Oxygen Sensors measure the oxygen content in the exhaust gas. Oxygen in the exhaust gas accurately indicates how complete the combustion process is. This data is transmitted to the car's ECU in real-time. The ECU then adjusts the air/fuel ratio to keep the exhaust gas in a composition that permits effective treatment by the catalytic converter.
Sensors should be tested at every tune up, and prior to smog checks. In California, 70% of the vehicle smog check failures are a result of poorly operating or failed Oxygen Sensors. In the interval periods, the following tips can show whether a sensor has reached the end of its service life:
Additionally, when the "Check Engine" light is illuminated (in vehicles so equipped), generally the Oxygen Sensor needs to be checked.
Failed and/or poorly operating oxygen sensors can cause a substantial drop in fuel economy and poor driveability. In addition, exhaust emissions can increase dramatically. Catalytic converters can also fail due to increased emissions.
While an Oxygen Sensor can completely fail, this usually happens instantaneously, and is usually due to contamination. Most sensors slowly degrade in performance and send a false rich signal to the ECU, running the engine too lean.
On-Board Diagnostic systems are in most cars and light trucks on the road today. During the 1970's and early 1980's manufacturers started using electronic controls to manage engine functions and diagnose problems. This was primarily to meet EPA emission standards. The original OBD standards in the late 1980's were derived from SAE standards for connectors and diagnostic test signals. OBD-II, a new standard introduced in the mid-'90s, provides virtually complete engine control, and also monitors parts of the chassis, body and accessory devices, as well as the diagnostic control network of the vehicle. The Environmental Protection Agency is empowered to require manufacturers to build cars that meet increasingly more stringent emissions standards. OBD-II provides a universal inspection and diagnosis method to determine that the car is performing to OEM standards.

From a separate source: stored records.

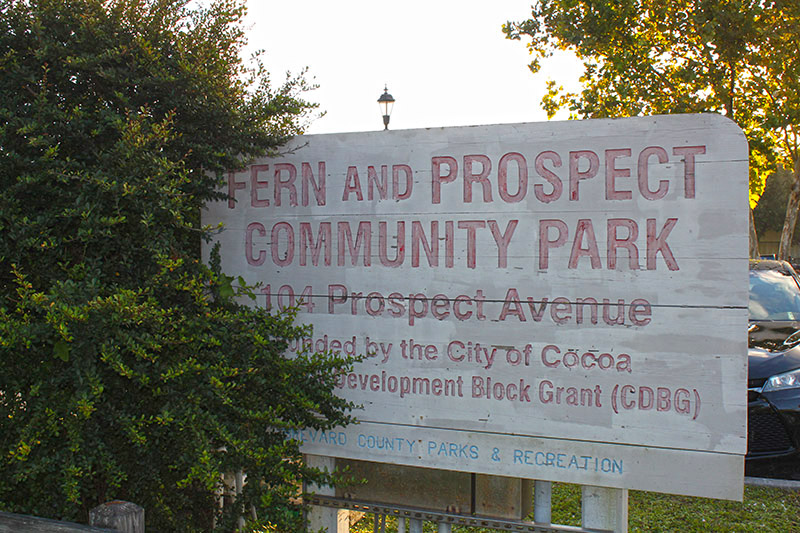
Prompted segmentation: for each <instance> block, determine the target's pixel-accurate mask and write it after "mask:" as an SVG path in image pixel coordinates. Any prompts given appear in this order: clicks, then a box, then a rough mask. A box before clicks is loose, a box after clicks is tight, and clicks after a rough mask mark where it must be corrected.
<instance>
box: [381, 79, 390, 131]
mask: <svg viewBox="0 0 800 533" xmlns="http://www.w3.org/2000/svg"><path fill="white" fill-rule="evenodd" d="M378 104H379V105H380V106H381V113H382V114H383V129H384V130H388V129H389V116H390V115H391V114H392V107H394V98H393V97H392V95H391V94H389V88H388V87H387V86H385V85H384V87H383V94H382V95H381V97H380V98H378Z"/></svg>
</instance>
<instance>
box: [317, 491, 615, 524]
mask: <svg viewBox="0 0 800 533" xmlns="http://www.w3.org/2000/svg"><path fill="white" fill-rule="evenodd" d="M307 503H310V504H312V505H320V506H323V507H333V508H336V509H348V510H351V511H360V512H363V513H375V514H383V515H387V516H394V517H397V518H409V519H412V520H423V521H430V522H438V523H445V524H451V525H458V526H469V527H482V528H488V529H496V530H498V531H514V532H521V533H610V532H609V531H608V530H604V529H583V528H580V527H574V526H562V525H557V524H537V523H535V522H528V521H525V520H509V519H504V518H492V517H484V516H471V515H462V514H456V513H445V512H440V511H432V510H430V509H417V508H413V507H403V506H398V505H386V504H380V503H372V502H364V501H356V500H349V499H346V498H337V497H334V496H321V495H314V496H311V497H309V498H307Z"/></svg>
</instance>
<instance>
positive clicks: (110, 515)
mask: <svg viewBox="0 0 800 533" xmlns="http://www.w3.org/2000/svg"><path fill="white" fill-rule="evenodd" d="M89 525H92V526H95V527H105V528H109V529H115V530H117V531H120V532H122V533H144V509H142V508H141V507H139V506H138V505H136V504H135V503H131V502H124V501H121V500H114V501H111V502H106V503H103V504H101V505H98V506H97V507H95V508H94V509H92V510H91V511H89Z"/></svg>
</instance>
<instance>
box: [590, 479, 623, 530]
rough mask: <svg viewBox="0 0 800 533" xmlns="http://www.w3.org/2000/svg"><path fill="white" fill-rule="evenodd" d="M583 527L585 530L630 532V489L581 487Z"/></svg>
mask: <svg viewBox="0 0 800 533" xmlns="http://www.w3.org/2000/svg"><path fill="white" fill-rule="evenodd" d="M581 525H582V526H583V528H584V529H606V530H609V531H613V532H614V533H627V532H628V489H610V488H607V487H592V486H583V487H581Z"/></svg>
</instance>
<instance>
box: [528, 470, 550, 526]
mask: <svg viewBox="0 0 800 533" xmlns="http://www.w3.org/2000/svg"><path fill="white" fill-rule="evenodd" d="M552 503H553V483H552V482H551V481H538V480H537V481H536V483H535V484H534V488H533V521H534V522H536V523H537V524H545V525H550V521H551V520H552V518H551V517H552V513H553V505H552Z"/></svg>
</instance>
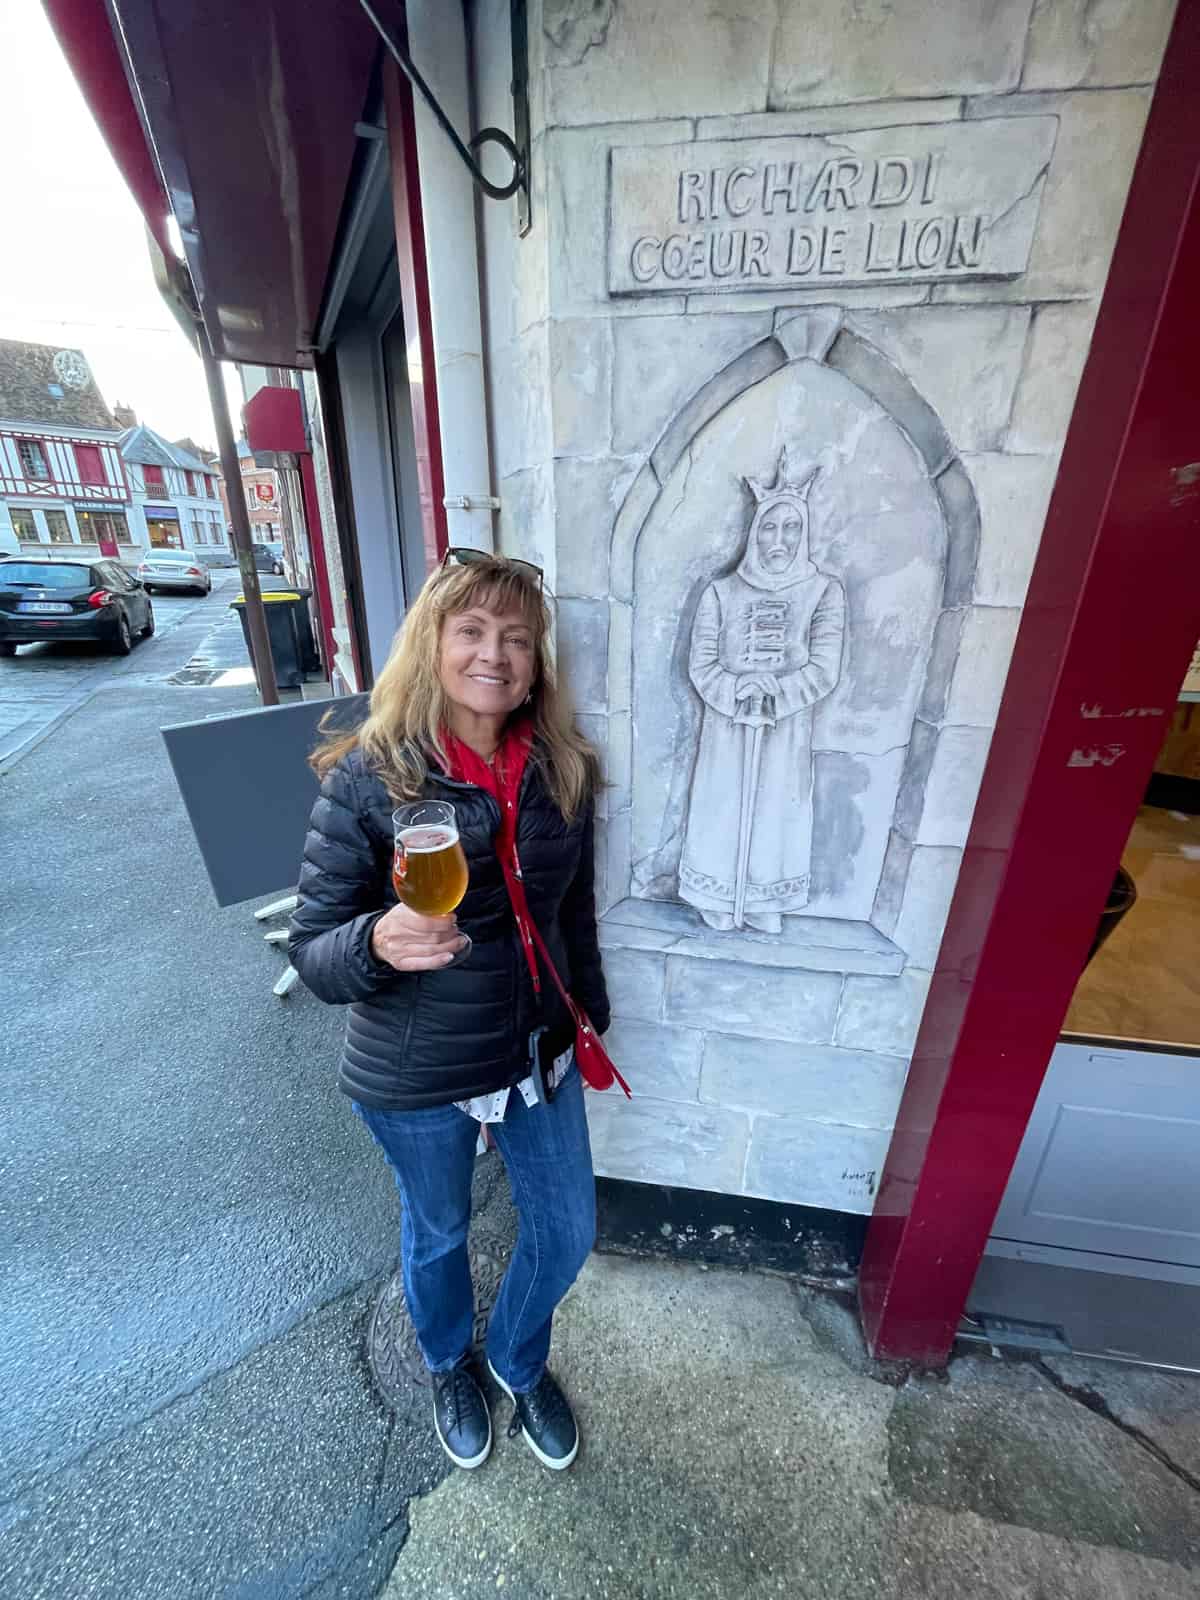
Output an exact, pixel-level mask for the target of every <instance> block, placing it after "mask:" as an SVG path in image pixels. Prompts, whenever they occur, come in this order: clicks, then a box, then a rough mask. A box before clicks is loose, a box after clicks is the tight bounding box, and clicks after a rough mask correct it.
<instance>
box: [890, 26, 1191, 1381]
mask: <svg viewBox="0 0 1200 1600" xmlns="http://www.w3.org/2000/svg"><path fill="white" fill-rule="evenodd" d="M1197 104H1200V5H1182V6H1181V8H1179V13H1178V18H1176V26H1174V30H1173V35H1171V40H1170V45H1168V51H1166V59H1165V64H1163V72H1162V77H1160V80H1158V88H1157V93H1155V98H1154V104H1152V109H1150V118H1149V125H1147V131H1146V139H1144V144H1142V150H1141V155H1139V160H1138V166H1136V171H1134V178H1133V186H1131V190H1130V200H1128V205H1126V211H1125V221H1123V224H1122V230H1120V237H1118V240H1117V250H1115V254H1114V262H1112V270H1110V275H1109V283H1107V290H1106V293H1104V301H1102V306H1101V314H1099V320H1098V323H1096V331H1094V336H1093V344H1091V354H1090V358H1088V365H1086V370H1085V373H1083V381H1082V384H1080V392H1078V398H1077V405H1075V414H1074V418H1072V424H1070V430H1069V435H1067V442H1066V448H1064V453H1062V466H1061V470H1059V478H1058V485H1056V488H1054V494H1053V499H1051V504H1050V512H1048V517H1046V526H1045V533H1043V538H1042V547H1040V552H1038V558H1037V565H1035V570H1034V576H1032V582H1030V589H1029V598H1027V603H1026V611H1024V618H1022V622H1021V630H1019V635H1018V642H1016V650H1014V656H1013V666H1011V670H1010V675H1008V685H1006V688H1005V698H1003V702H1002V707H1000V718H998V723H997V730H995V738H994V739H992V749H990V755H989V760H987V768H986V771H984V781H982V787H981V792H979V802H978V806H976V814H974V821H973V824H971V832H970V838H968V843H966V851H965V858H963V867H962V874H960V877H958V885H957V890H955V896H954V902H952V906H950V915H949V920H947V930H946V938H944V941H942V949H941V954H939V957H938V966H936V971H934V976H933V984H931V990H930V998H928V1005H926V1008H925V1016H923V1021H922V1029H920V1037H918V1040H917V1050H915V1053H914V1059H912V1069H910V1072H909V1080H907V1085H906V1090H904V1099H902V1102H901V1109H899V1117H898V1123H896V1133H894V1136H893V1141H891V1149H890V1150H888V1158H886V1163H885V1170H883V1176H882V1182H880V1192H878V1200H877V1205H875V1214H874V1218H872V1224H870V1229H869V1234H867V1245H866V1253H864V1258H862V1266H861V1277H859V1294H861V1309H862V1320H864V1328H866V1334H867V1342H869V1346H870V1349H872V1352H874V1354H875V1355H877V1357H883V1358H893V1360H909V1362H918V1363H923V1365H939V1363H941V1362H944V1360H946V1357H947V1354H949V1349H950V1344H952V1341H954V1334H955V1328H957V1325H958V1318H960V1314H962V1310H963V1306H965V1302H966V1296H968V1293H970V1288H971V1283H973V1280H974V1274H976V1270H978V1266H979V1259H981V1254H982V1250H984V1245H986V1240H987V1234H989V1229H990V1224H992V1218H994V1214H995V1208H997V1205H998V1202H1000V1198H1002V1195H1003V1190H1005V1184H1006V1182H1008V1176H1010V1173H1011V1166H1013V1160H1014V1157H1016V1152H1018V1147H1019V1144H1021V1138H1022V1134H1024V1130H1026V1125H1027V1122H1029V1114H1030V1110H1032V1107H1034V1101H1035V1098H1037V1093H1038V1088H1040V1085H1042V1078H1043V1075H1045V1069H1046V1062H1048V1059H1050V1054H1051V1051H1053V1046H1054V1042H1056V1038H1058V1032H1059V1027H1061V1024H1062V1018H1064V1014H1066V1010H1067V1005H1069V1003H1070V995H1072V990H1074V987H1075V982H1077V981H1078V974H1080V971H1082V968H1083V962H1085V955H1086V950H1088V946H1090V941H1091V936H1093V933H1094V928H1096V922H1098V918H1099V912H1101V909H1102V906H1104V899H1106V894H1107V890H1109V886H1110V883H1112V875H1114V870H1115V867H1117V862H1118V859H1120V851H1122V848H1123V845H1125V840H1126V837H1128V830H1130V826H1131V822H1133V816H1134V813H1136V808H1138V803H1139V800H1141V797H1142V792H1144V789H1146V782H1147V778H1149V774H1150V770H1152V766H1154V760H1155V755H1157V752H1158V747H1160V744H1162V739H1163V733H1165V726H1166V720H1168V717H1170V712H1171V709H1173V706H1174V702H1176V694H1178V690H1179V683H1181V682H1182V677H1184V672H1186V667H1187V661H1189V656H1190V650H1192V646H1194V643H1195V637H1197V621H1198V618H1200V610H1198V608H1197V594H1200V538H1197V534H1198V533H1200V483H1195V482H1192V477H1194V472H1195V467H1194V466H1190V464H1192V462H1197V461H1200V318H1197V317H1195V288H1197V285H1198V283H1200V211H1197V192H1200V118H1197V115H1195V107H1197ZM1091 752H1098V755H1096V757H1093V754H1091ZM1098 1158H1102V1157H1101V1152H1098ZM1147 1181H1152V1174H1147Z"/></svg>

A "universal" oxygen sensor operates the same as the OE sensor, however it does NOT come equipped with an OEM style connector. Installation requires splicing the OE connector to the oxygen sensor.
Fuel additives and injector cleaners that are labeled as "oxygen sensor safe" may be used in sensor equipped vehicles. Use of additives not labeled as "oxygen sensor safe" can damage your oxygen sensor.